Очевидно, все поручения он исполнял с радением и такой суровостью, которая даже пугала молодую императрицу. Недаром она писала: «Суворов очень мне предан и в высокой степени неподкупен: без труда понимает, когда возникает какое-либо важное дело в Тайной канцелярии; я бы желала довериться только ему, но должно держать в узде его суровость, чтобы она не перешла границ, которые я себе предписала».
Екатерина торопится совершить то, чего не успел ее уже покойный супруг, – торжественно короноваться в Москве. В отличие от Петра III, презиравшего русские традиции и обычаи, она прекрасно понимала чрезвычайную важность этого шага. Но на кого оставить Петербург? Из двадцати пяти сенаторов в Москву на коронацию должны были отправиться двадцать (в их числе и Суворов-старший). Гвардия тоже следовала в Первопрестольную, а содержание городских караулов в Петербурге возлагалось на Астраханский полк. Надо ли говорить, сколь важно для новой царицы было иметь командиром этого полка человека доверенного. Выбор пал на А. В. Суворова. В августе 1762 года генерал-поручик Панин послал его с депешами в Петербург.

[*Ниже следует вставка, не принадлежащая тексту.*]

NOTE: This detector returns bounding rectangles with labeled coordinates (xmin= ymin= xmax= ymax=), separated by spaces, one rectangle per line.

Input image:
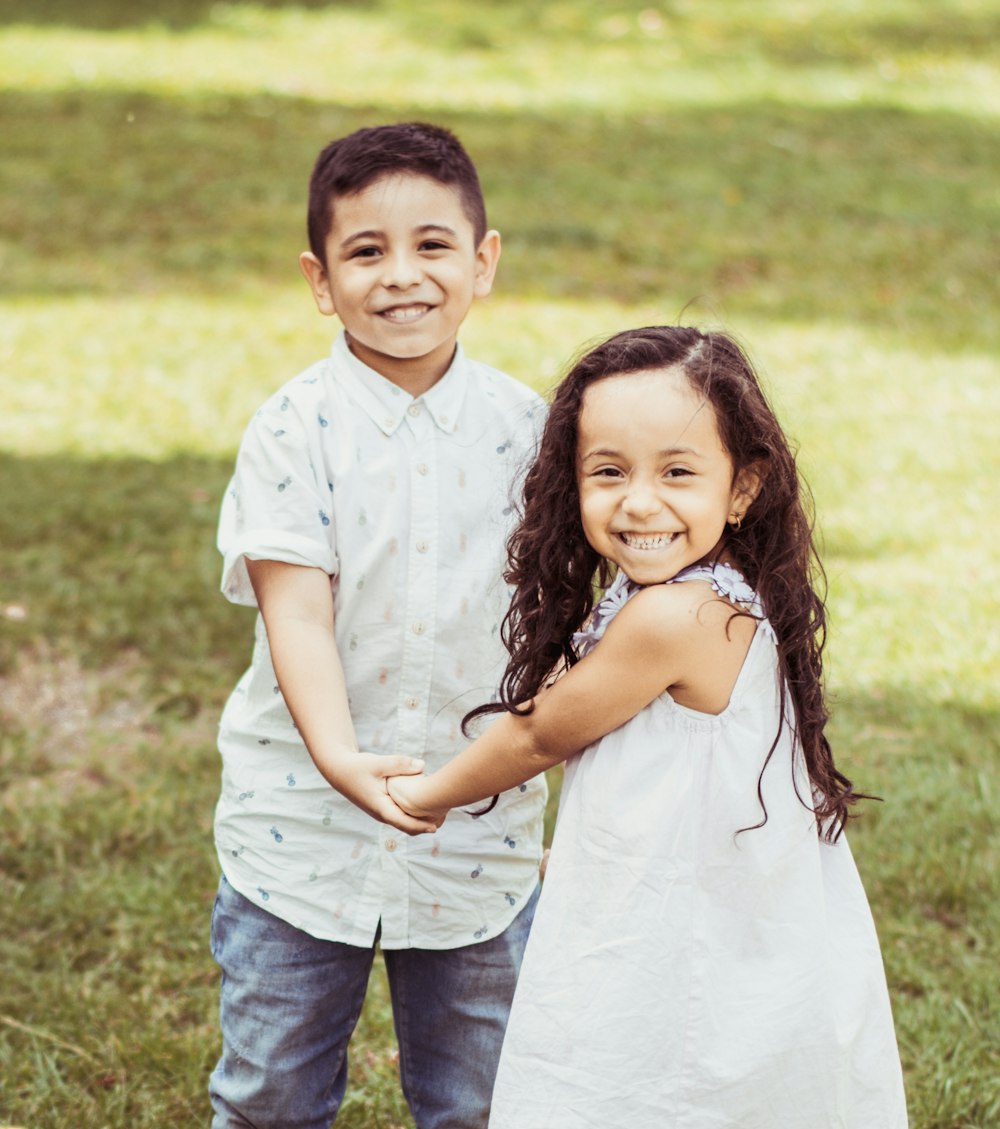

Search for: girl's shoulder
xmin=573 ymin=561 xmax=771 ymax=716
xmin=572 ymin=571 xmax=732 ymax=668
xmin=636 ymin=560 xmax=772 ymax=643
xmin=575 ymin=561 xmax=767 ymax=654
xmin=619 ymin=576 xmax=744 ymax=650
xmin=569 ymin=571 xmax=759 ymax=717
xmin=618 ymin=565 xmax=767 ymax=714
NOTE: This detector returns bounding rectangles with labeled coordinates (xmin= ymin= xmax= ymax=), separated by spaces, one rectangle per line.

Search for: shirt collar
xmin=333 ymin=332 xmax=468 ymax=436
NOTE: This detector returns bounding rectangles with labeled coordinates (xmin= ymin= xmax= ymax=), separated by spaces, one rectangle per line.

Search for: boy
xmin=209 ymin=123 xmax=547 ymax=1129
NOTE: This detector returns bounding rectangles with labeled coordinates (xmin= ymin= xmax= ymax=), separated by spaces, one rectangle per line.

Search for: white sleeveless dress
xmin=489 ymin=562 xmax=907 ymax=1128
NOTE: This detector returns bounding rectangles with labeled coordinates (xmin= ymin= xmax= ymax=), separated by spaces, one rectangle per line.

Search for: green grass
xmin=1 ymin=1 xmax=998 ymax=1126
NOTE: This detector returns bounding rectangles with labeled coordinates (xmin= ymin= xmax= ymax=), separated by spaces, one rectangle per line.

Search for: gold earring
xmin=729 ymin=513 xmax=742 ymax=531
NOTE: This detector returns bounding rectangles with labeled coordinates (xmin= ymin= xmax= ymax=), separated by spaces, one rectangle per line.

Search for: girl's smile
xmin=616 ymin=531 xmax=678 ymax=550
xmin=576 ymin=366 xmax=756 ymax=586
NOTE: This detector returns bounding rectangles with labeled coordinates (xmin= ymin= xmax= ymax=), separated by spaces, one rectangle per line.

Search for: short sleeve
xmin=218 ymin=395 xmax=338 ymax=607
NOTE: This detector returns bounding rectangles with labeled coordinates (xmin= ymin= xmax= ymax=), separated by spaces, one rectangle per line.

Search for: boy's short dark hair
xmin=306 ymin=122 xmax=489 ymax=264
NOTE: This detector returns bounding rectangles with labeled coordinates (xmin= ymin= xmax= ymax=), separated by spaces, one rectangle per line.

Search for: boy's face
xmin=299 ymin=173 xmax=500 ymax=393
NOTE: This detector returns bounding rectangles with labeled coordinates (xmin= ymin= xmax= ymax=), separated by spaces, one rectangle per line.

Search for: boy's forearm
xmin=247 ymin=559 xmax=437 ymax=834
xmin=265 ymin=615 xmax=359 ymax=782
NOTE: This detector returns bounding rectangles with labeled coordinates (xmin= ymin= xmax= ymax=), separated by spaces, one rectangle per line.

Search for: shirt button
xmin=385 ymin=838 xmax=397 ymax=852
xmin=406 ymin=697 xmax=420 ymax=710
xmin=407 ymin=404 xmax=421 ymax=417
xmin=383 ymin=417 xmax=394 ymax=429
xmin=411 ymin=621 xmax=426 ymax=635
xmin=416 ymin=463 xmax=429 ymax=476
xmin=415 ymin=540 xmax=429 ymax=553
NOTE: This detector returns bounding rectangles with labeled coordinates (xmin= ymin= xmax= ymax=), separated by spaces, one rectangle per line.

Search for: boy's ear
xmin=299 ymin=251 xmax=337 ymax=317
xmin=731 ymin=460 xmax=765 ymax=519
xmin=472 ymin=230 xmax=502 ymax=300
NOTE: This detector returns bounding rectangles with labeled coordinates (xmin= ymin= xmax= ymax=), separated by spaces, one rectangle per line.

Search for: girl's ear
xmin=730 ymin=460 xmax=765 ymax=522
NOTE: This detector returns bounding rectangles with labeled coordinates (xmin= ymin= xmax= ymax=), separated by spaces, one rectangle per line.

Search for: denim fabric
xmin=209 ymin=876 xmax=539 ymax=1129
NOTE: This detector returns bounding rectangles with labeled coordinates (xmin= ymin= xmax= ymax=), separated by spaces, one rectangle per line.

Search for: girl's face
xmin=575 ymin=366 xmax=756 ymax=586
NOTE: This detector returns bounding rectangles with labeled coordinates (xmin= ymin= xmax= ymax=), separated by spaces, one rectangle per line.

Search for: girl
xmin=389 ymin=326 xmax=908 ymax=1128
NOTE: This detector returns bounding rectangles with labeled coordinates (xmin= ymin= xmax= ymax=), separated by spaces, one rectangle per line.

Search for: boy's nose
xmin=381 ymin=249 xmax=423 ymax=289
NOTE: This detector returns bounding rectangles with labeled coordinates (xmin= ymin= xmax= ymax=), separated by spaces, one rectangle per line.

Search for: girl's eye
xmin=594 ymin=466 xmax=624 ymax=479
xmin=666 ymin=467 xmax=693 ymax=478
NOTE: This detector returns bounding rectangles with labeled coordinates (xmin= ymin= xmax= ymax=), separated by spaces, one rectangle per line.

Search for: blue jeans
xmin=208 ymin=876 xmax=539 ymax=1129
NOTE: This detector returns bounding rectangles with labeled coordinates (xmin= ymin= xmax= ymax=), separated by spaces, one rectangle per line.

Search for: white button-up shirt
xmin=215 ymin=333 xmax=547 ymax=948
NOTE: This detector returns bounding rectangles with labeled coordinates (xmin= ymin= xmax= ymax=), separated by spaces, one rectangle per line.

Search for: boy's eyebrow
xmin=414 ymin=223 xmax=460 ymax=237
xmin=338 ymin=223 xmax=460 ymax=250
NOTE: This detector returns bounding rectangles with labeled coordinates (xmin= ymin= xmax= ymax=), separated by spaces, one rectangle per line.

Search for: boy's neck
xmin=345 ymin=334 xmax=457 ymax=398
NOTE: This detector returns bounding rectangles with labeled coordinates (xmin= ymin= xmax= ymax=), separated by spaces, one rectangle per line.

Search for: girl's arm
xmin=246 ymin=559 xmax=439 ymax=834
xmin=389 ymin=581 xmax=754 ymax=820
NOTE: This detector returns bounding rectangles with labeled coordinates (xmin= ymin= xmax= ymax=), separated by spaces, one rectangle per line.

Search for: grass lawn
xmin=1 ymin=2 xmax=998 ymax=1126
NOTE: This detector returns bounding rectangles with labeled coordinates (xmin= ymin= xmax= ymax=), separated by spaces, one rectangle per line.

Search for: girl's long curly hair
xmin=469 ymin=325 xmax=867 ymax=841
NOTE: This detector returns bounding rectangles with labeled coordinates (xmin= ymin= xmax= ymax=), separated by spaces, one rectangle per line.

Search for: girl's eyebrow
xmin=580 ymin=444 xmax=703 ymax=461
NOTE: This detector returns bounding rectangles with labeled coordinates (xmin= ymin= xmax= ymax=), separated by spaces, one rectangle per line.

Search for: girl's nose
xmin=622 ymin=480 xmax=662 ymax=518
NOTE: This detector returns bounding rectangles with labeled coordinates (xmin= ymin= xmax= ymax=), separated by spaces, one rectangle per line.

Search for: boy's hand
xmin=387 ymin=774 xmax=449 ymax=828
xmin=335 ymin=754 xmax=442 ymax=835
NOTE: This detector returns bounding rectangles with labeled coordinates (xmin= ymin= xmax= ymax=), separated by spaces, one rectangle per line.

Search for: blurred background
xmin=1 ymin=2 xmax=997 ymax=1126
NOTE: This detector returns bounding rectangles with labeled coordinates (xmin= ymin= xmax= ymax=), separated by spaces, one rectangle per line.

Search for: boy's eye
xmin=350 ymin=245 xmax=381 ymax=259
xmin=420 ymin=239 xmax=450 ymax=251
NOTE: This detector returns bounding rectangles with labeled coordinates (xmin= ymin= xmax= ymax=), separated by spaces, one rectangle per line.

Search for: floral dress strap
xmin=571 ymin=570 xmax=641 ymax=656
xmin=668 ymin=560 xmax=767 ymax=615
xmin=572 ymin=561 xmax=773 ymax=658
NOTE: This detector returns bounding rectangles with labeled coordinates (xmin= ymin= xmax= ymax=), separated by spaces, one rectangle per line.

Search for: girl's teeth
xmin=621 ymin=533 xmax=674 ymax=550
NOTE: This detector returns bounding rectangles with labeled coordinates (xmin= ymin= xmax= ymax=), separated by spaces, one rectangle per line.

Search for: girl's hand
xmin=388 ymin=774 xmax=450 ymax=826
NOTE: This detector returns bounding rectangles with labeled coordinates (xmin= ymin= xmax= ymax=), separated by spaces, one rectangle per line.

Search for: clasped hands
xmin=334 ymin=751 xmax=446 ymax=835
xmin=385 ymin=771 xmax=446 ymax=834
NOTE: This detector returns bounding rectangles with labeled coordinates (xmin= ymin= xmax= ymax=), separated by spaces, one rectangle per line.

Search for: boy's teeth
xmin=383 ymin=305 xmax=427 ymax=321
xmin=621 ymin=533 xmax=675 ymax=550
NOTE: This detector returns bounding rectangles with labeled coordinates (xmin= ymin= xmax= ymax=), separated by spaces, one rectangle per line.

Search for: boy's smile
xmin=576 ymin=367 xmax=757 ymax=586
xmin=299 ymin=173 xmax=501 ymax=395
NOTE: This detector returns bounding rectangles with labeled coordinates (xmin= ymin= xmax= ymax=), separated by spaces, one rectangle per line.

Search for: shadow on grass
xmin=4 ymin=0 xmax=1000 ymax=60
xmin=0 ymin=450 xmax=251 ymax=699
xmin=1 ymin=89 xmax=996 ymax=350
xmin=0 ymin=0 xmax=343 ymax=30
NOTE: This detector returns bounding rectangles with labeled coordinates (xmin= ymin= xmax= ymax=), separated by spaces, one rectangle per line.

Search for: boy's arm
xmin=246 ymin=558 xmax=439 ymax=834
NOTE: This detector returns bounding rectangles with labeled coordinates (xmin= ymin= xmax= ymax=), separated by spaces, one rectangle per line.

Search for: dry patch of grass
xmin=0 ymin=646 xmax=154 ymax=806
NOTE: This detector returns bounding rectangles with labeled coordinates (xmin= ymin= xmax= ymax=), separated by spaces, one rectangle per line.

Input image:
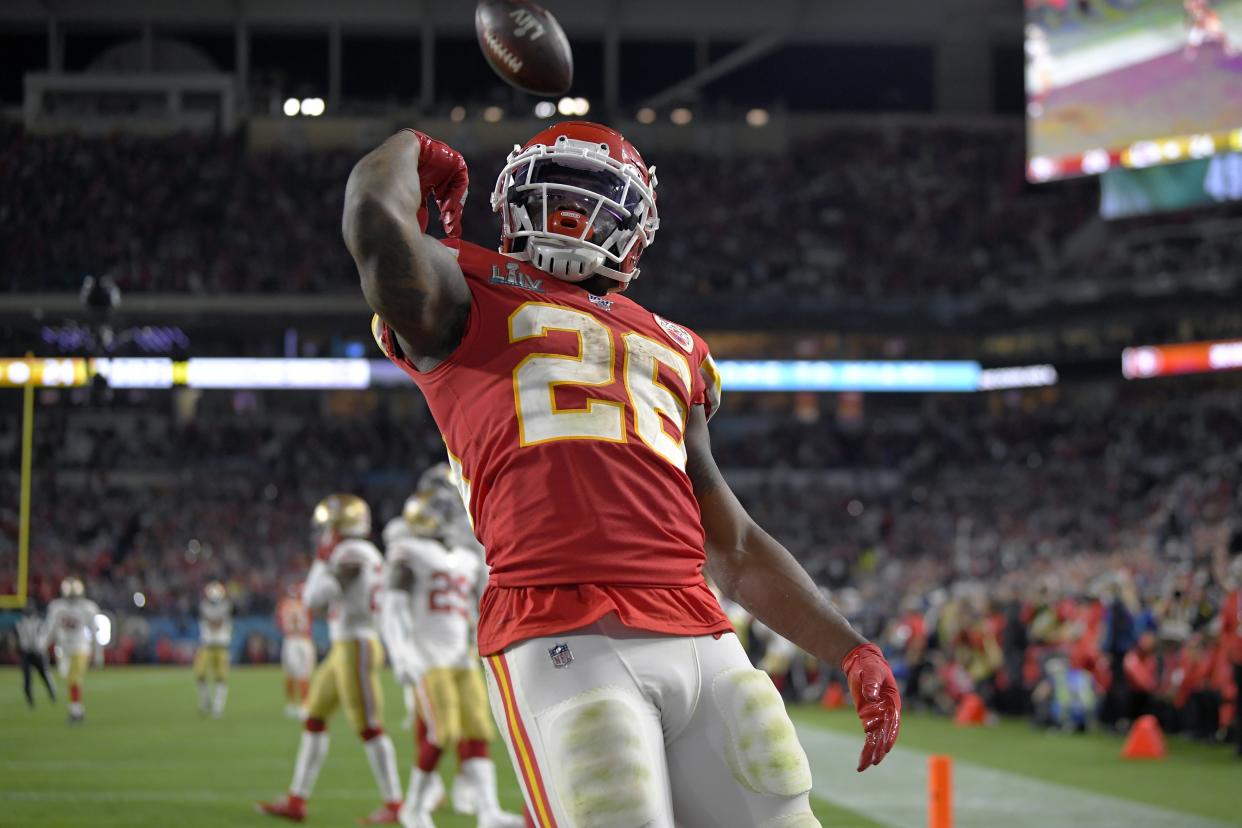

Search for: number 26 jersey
xmin=373 ymin=239 xmax=733 ymax=656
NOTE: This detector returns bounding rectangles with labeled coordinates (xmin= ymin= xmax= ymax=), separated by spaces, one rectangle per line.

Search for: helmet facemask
xmin=493 ymin=135 xmax=658 ymax=286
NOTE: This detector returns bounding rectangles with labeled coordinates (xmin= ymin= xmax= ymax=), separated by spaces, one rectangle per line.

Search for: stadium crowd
xmin=2 ymin=382 xmax=1240 ymax=748
xmin=4 ymin=122 xmax=1239 ymax=305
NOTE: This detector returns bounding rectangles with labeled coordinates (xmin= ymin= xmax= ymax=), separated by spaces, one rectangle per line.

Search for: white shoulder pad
xmin=330 ymin=538 xmax=383 ymax=569
xmin=382 ymin=516 xmax=413 ymax=546
xmin=387 ymin=537 xmax=443 ymax=572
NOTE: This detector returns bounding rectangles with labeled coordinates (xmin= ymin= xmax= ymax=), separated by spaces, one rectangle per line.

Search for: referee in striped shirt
xmin=16 ymin=604 xmax=57 ymax=707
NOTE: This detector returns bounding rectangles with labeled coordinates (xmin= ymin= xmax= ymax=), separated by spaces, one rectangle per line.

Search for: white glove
xmin=392 ymin=643 xmax=424 ymax=686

Суворов спешил в столицу с чувством радостной надежды. Его не могли оставить равнодушным слова манифеста Екатерины от 7 июля, где Петр III обвинялся в разрушении всего того, «что Великий в свете Монарх и Отец своего Отечества, блаженныя и вечно незабвенный памяти Государь Император Петр Великий, Наш вселюбезный Дед, в России установил, и к чему он достиг неусыпным трудом тридцатилетнего Своего царствования…». По всему чувствовалось, что прусским порядкам в России приходит конец. Это ощущалось даже в мелочах. Еще в Кенигсберге, у Панина, Суворов прочитал в «Санкт-Петербургских ведомостях» указание полицеймейстерской канцелярии, разрешающее впускать в столичные сады «всякого звания людей обоего пола во всякой чистоте и опрятности, а в лаптях и прусском платье пропускаемы не будут…».
Его охватило волнение, когда, подъехав к Петербургу, он увидел по-августовски темную зелень городских садов, золотые спицы высоких башен и колоколен, а затем верхний этаж нового дворца Зимнего, который только что был отделан.